The album is also almost devoid of features, save two exceptions. The first of these is “Humility,” which features George Benson, the legendary jazz guitarist who has worked with acts like Stevie Wonder and Miles Davis on top of his tremendous solo career. The track opens the record, and Benson’s guitar compliments the dreamy instrumental well. The other is “Hollywood” which has an excellent feature from Snoop Dogg and a few ad libs from Jamie Principles that add a strong dose of attitude to the track.
The sweet, dreamy vibe continues on tracks like “Magic City,” and “Tranz.” These songs use heavy synth-pop influences and thickly layered vocals to create washes of sound that develop slowly before billowing over in sugar rush choruses.
Albarn strikes a distinctly darker tone, however, on “Kansas,” “Sorcererz,” and the closer, “Souk Eye.” Here, the synth elements are still front and center, but the chord progressions take darker turn and the vocals have a more spacey quality.
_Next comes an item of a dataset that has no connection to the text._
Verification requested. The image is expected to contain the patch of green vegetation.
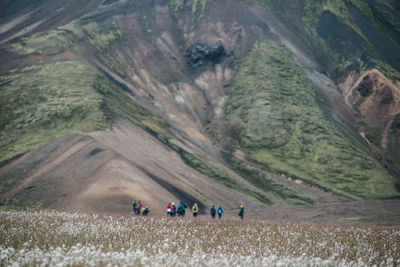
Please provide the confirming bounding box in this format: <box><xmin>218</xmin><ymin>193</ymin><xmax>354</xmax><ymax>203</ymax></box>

This works well as a counterpoint to the dreamier tracks, though they’re a bit less enjoyable.
The highlight of the album is “Idaho.” Here, the tempo is slowed down drastically, and the heavily reverbed and layered vocals take center stage. Gorillaz is often called a “postmodern,” band for many reasons, not the least of which is their general detachment from emotion. This makes “Idaho” all the more special, as Albarn’s weaves his own heart into this track and it shows.
This is followed by the worst track on the record, “Lake Zurich.” There’s nothing particularly offensive about this song, but rather a general lack of anything interesting. There are no vocals, and the electronic melodies which take the lead are often repetitive and boring.
Overall, The Now Now is a large step in the right direction, and erases many of the flaws that plagued Humanz. Its runtime is wholly justified, the few features there are add a lot to the album while preserving the uniqueness of the featuring artist, the vocals are well layered and unique, and above all the electronic instrumentals are fantastic. Its an album with only a few bright spots, but nearly devoid of a weak link.
After one, singular stumble, it would appear that Gorillaz is back in full force.